The technical implementation of this vulnerability involves token generation and verification mechanisms that bake the expiration time directly into the token itself during creation. When tokens are validated, the system extracts the expiration timestamp from within the token rather than consulting the current configuration settings. This architectural design choice means that even if administrators adjust the ResetPasswordCodeLives parameter to enforce shorter validity periods, the existing tokens continue to function according to their originally baked-in expiration times. The mismatch between advertised security policies and actual operational behavior creates a significant window of opportunity for attackers to exploit reset tokens beyond the intended timeframe.

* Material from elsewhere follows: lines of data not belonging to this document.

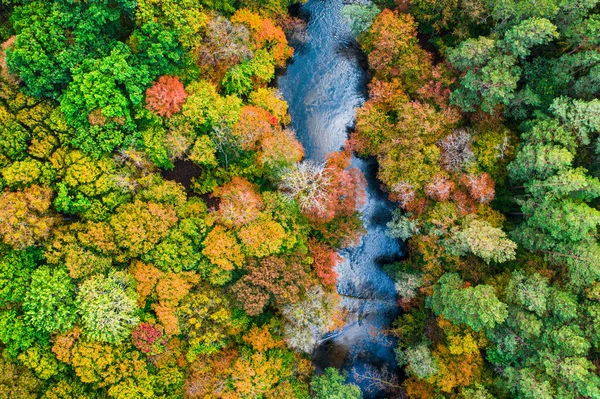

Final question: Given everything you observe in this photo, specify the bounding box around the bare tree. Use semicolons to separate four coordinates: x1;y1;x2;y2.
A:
279;161;331;212
439;128;475;172
352;364;405;398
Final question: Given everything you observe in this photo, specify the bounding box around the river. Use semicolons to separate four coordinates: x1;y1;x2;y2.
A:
277;0;402;399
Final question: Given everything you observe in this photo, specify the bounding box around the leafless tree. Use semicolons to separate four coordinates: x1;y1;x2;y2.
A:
279;161;331;211
352;365;405;398
439;128;475;172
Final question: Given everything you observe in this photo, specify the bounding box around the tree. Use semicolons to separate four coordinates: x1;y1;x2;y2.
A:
342;4;380;36
0;357;43;399
431;273;508;331
177;287;247;362
310;367;362;399
440;129;475;172
23;266;76;333
7;2;122;99
131;323;167;356
396;343;438;379
231;254;313;316
448;18;558;113
281;286;339;353
198;16;254;82
237;217;287;258
0;248;41;307
213;176;264;227
0;185;58;249
110;200;178;257
449;219;517;263
76;272;139;343
308;239;342;288
60;44;150;156
146;75;187;118
361;9;431;93
202;226;245;283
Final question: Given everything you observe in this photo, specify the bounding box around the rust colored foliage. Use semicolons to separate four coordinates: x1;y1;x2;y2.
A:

The operational impact of this vulnerability is substantial as it effectively neutralizes any security benefits that administrators might expect from configuring shorter password reset windows. Attackers who intercept reset emails can continue to use valid tokens for the full activation lifetime period rather than the configured reset duration, potentially extending their attack window by hours or days depending on the system configuration. This vulnerability directly violates security principles related to least privilege and time-based access controls, as it allows unauthorized exploitation beyond the intended temporal boundaries. The false advertising of shorter expiry times in reset emails creates confusion for users and system administrators who may believe they have implemented proper security controls.
This vulnerability aligns with CWE-284 Access Control Issues and specifically relates to improper enforcement of access control policies through incorrect parameter usage. From an ATT&CK framework perspective, this represents a privilege escalation vector through credential access techniques that leverage insecure configuration management. The flaw also demonstrates poor input validation and parameter handling practices that could be classified under CWE-20 Improper Input Validation, as the system fails to properly validate or enforce the intended security parameters during token lifecycle management. Organizations implementing Gogs for version control and collaboration services face increased risk of unauthorized account access and potential data breaches when this vulnerability remains unpatched.
The mitigation strategy involves updating to Gogs version 0.14.3 or later, where the fix correctly implements separate lifetime parameters for activation and password reset operations. Administrators should also review their current token configurations and verify that security policies are properly enforced through updated system behavior. Regular security audits of authentication mechanisms should be conducted to identify similar parameter misconfigurations, and continuous monitoring of access logs can help detect suspicious activities related to account recovery operations. Additionally, organizations should implement defense-in-depth strategies including multi-factor authentication and rate limiting for reset requests to further reduce the attack surface associated with credential recovery processes.